Ceza “kanaat” ile verildi ve bir kez daha ceza yargılamasındaki önemli bir ilke ihmal edildi, “şüphe sanık lehine değerlendirilmedi”.
Böylece ileri demokrasi ülkesinde, demokratik bir talebi kimsenin burnunu bile kanatmadan, pankart açarak dile getirmeye çalışan gençler hak ettikleri cezayı da almış oluyorlar.
Bu onlara ve hepimize bir ders olsun, karar Türk adalet tarihine altın harflerle yazılsın!
Bu rejimden sadece diktatörlük çıkar
YENİ Anayasa ile ilgili çalışmalar başladığında AKP sözcüleri, “Başkanlık o da olmaz ise yarı başkanlık sisteminin tartışılması gerektiğini” söylüyorlardı. Gerekçeleri de parlamenter sistemin yürümediği ve güçler ayrılığı ilkesinin bozulduğu idi.
Zaman yaklaştıkça ağızlarındaki baklayı daha rahat çıkarmaya başladılar. Önce “Başkanın başbakanı atayacağı ve her türlü atamada tek yetkili olabileceği” bir sistem ortaya çıktı. Onun yanında “belki başkan atamalarını yaparken ilgili bakan da sürece katılabilir” sistemi piyasaya sürüldü.
Son noktayı da Başbakan televizyon programında ortaya koydu: “Cumhurbaşkanının partisiyle de ilişkisi kesilmesin!”
E hani, parlamenter sistem “güçler ayrılığı” konusunu çözemiyordu da Başkanlık sistemine bunun için geçecektik?
Zaten biliyorduk ama böylece artık saklanıp, gizlenemez hale geldi:
Dertleri sistem meselesi filan değil, Başbakan Recep Tayyip Erdoğan’ın “tek yetkili” olarak devletin başına geçmesi!
Biz de saf saf soruyorduk: Başkanın yetkileri ne olacak, siyasi partiler kanunu ve seçim kanunu nasıl değişecek, yargıçlar, savcılar nasıl belirlenecek diye!
Hayalini kurdukları öyle bir düzenden ne güçler ayrılığı çıkar, ne de demokratik bir rejim!
Başbakan’ın demokrasi anlayışı da malum. Bu düzenden ve bu aktörlerden çıkabilecek tek şey bir tek adam diktatörlüğüdür, otoriter bir yönetimdir.
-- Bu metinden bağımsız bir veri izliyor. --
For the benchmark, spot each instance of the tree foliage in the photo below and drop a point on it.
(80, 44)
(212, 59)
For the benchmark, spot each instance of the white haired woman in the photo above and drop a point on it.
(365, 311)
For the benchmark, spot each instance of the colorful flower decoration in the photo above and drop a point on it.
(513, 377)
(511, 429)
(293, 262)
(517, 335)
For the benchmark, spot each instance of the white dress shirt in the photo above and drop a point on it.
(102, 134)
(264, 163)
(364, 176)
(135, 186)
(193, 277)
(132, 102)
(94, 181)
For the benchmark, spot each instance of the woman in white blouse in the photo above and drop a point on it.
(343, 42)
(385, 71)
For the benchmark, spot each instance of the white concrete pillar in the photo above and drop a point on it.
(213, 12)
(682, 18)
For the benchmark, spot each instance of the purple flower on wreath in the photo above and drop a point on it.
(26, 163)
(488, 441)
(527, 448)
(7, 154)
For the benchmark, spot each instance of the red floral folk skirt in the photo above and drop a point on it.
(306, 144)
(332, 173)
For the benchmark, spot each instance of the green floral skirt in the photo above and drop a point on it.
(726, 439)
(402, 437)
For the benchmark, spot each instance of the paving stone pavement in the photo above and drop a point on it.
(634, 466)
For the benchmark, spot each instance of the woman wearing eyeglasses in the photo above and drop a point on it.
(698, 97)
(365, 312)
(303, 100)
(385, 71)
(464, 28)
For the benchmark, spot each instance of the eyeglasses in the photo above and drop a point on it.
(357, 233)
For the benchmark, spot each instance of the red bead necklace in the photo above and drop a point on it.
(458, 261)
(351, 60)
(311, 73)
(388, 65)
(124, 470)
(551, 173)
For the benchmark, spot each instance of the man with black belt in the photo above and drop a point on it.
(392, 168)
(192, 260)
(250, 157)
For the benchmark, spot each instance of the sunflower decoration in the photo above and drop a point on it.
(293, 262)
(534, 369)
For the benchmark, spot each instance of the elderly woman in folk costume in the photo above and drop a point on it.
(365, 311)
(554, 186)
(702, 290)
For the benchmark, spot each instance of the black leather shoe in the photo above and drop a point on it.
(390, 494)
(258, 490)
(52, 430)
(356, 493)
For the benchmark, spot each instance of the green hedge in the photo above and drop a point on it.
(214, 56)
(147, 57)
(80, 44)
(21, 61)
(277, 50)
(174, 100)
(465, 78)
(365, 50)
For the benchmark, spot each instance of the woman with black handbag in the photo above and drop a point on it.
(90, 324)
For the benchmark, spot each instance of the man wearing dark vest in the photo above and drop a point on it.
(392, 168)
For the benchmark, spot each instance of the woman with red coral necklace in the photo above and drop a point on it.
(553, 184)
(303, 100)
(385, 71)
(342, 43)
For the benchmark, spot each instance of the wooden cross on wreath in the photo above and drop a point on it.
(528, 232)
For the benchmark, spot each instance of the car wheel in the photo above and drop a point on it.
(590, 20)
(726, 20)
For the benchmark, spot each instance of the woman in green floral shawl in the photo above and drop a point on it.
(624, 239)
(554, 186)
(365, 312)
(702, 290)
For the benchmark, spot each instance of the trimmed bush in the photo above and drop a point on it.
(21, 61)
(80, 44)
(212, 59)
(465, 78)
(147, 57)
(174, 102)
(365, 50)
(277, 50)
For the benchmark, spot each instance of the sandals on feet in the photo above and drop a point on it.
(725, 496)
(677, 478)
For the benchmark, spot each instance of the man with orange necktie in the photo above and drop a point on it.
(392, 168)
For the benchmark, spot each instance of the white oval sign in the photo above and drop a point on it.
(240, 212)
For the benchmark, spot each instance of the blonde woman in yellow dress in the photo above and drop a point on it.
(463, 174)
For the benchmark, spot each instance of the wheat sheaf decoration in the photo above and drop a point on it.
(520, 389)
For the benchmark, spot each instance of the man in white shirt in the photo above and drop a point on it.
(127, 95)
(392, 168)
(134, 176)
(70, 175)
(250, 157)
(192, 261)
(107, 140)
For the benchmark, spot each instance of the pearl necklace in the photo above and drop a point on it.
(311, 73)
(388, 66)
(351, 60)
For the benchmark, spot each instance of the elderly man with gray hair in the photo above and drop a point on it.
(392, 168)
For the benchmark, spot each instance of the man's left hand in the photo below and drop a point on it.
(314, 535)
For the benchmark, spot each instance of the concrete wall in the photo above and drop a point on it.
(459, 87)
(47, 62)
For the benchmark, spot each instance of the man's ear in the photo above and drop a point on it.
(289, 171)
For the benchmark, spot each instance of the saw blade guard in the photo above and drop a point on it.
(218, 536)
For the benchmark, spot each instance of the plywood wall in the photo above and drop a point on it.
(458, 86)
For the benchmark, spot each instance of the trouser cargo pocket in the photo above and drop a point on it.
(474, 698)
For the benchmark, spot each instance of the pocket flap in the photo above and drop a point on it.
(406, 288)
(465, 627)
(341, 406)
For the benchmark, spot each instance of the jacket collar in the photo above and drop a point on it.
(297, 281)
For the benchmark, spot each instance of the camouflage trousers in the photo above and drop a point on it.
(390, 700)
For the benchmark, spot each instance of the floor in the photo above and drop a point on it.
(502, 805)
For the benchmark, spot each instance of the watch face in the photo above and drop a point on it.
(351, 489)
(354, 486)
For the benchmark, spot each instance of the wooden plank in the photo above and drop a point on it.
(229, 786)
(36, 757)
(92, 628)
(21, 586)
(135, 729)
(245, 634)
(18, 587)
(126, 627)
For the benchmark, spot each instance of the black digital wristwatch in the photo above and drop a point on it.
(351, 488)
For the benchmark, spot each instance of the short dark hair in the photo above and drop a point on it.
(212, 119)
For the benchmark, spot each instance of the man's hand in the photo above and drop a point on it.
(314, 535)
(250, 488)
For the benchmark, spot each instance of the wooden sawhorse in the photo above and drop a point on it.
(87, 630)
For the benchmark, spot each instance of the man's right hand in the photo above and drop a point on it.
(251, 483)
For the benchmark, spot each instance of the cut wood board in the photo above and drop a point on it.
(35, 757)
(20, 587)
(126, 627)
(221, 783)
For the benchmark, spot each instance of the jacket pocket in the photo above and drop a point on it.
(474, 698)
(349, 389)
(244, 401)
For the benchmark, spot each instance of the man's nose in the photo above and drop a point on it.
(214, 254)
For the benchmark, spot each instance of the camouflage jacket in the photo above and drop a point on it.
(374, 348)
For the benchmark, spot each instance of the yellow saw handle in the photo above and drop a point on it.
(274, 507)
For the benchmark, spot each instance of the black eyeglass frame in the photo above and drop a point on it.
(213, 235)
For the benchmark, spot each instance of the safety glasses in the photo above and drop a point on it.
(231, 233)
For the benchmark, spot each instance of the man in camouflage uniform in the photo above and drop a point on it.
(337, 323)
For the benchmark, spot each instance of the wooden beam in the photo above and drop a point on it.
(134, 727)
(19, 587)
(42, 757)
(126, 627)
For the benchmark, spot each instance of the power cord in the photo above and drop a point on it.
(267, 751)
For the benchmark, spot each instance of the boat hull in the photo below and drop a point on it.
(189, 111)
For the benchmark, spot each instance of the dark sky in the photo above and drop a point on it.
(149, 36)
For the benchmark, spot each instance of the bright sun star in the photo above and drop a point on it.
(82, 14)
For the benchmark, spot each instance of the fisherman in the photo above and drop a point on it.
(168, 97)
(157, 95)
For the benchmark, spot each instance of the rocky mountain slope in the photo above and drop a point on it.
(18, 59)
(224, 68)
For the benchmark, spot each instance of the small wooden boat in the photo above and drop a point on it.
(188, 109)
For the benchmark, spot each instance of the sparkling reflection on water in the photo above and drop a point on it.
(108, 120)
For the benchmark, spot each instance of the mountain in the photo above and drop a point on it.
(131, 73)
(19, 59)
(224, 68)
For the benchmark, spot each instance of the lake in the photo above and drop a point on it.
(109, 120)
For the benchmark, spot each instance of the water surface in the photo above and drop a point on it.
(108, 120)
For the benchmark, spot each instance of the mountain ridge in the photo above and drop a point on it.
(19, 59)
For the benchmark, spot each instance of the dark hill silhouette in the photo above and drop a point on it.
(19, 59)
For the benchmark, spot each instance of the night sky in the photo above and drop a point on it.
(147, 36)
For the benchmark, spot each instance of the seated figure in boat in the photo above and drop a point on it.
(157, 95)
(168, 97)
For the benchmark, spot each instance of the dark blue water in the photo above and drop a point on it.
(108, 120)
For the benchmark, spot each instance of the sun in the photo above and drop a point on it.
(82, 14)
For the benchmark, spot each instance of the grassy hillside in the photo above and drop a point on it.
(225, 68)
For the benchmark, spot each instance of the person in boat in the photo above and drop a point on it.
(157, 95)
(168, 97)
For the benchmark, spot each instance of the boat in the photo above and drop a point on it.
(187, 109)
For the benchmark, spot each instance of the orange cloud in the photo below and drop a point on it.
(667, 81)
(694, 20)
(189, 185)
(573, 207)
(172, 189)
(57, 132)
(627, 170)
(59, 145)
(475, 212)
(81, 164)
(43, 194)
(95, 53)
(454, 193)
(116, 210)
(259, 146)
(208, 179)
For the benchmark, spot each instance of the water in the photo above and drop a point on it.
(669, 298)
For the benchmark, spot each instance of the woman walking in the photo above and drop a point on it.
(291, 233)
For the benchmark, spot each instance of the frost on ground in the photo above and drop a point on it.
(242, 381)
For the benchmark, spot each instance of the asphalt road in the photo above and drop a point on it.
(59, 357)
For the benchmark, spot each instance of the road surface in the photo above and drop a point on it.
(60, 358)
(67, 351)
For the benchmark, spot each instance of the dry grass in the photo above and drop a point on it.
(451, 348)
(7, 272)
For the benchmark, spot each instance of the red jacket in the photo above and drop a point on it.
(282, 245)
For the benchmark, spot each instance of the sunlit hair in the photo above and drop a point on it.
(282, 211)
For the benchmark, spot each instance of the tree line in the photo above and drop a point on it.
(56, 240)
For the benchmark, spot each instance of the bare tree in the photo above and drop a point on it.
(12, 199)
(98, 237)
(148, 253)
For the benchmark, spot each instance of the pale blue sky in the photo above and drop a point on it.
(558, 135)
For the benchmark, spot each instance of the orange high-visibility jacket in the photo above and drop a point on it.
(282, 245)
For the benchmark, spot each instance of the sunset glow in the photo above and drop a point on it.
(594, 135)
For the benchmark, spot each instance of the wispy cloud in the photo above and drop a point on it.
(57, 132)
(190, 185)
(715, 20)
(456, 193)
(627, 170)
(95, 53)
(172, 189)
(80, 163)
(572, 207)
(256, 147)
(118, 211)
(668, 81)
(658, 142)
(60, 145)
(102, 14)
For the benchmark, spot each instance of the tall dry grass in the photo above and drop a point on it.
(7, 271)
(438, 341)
Milletvekillerini partisiyle ilişkisi kesilmeyen başkan seçecek, başbakanı, bakanları başkan seçecek, yüksek memurları, yargıçları, savcıları başkan atayacak ve bunun adına da demokratik rejim denilecek!
Çocuk mu kandırıyorsunuz diyeceğim ama sanırım halkın çoğunluğunu da kandırmayı başaracaklarına inanıyorlar ve başarılı olma olasılıkları da hiç az değil.
Dini eğitimle bilim gelişmez
EĞİTİM sistemini bir gecede değiştiren “reformun” çocuklarımıza daha iyi bir eğitim sağlayacağı iddia ediliyordu ki Milli Eğitim Bakanlığı işin gerçeğini açıkladı: Düzenleme sadece imam hatiplerin orta kısımlarını açmak için yapılmış.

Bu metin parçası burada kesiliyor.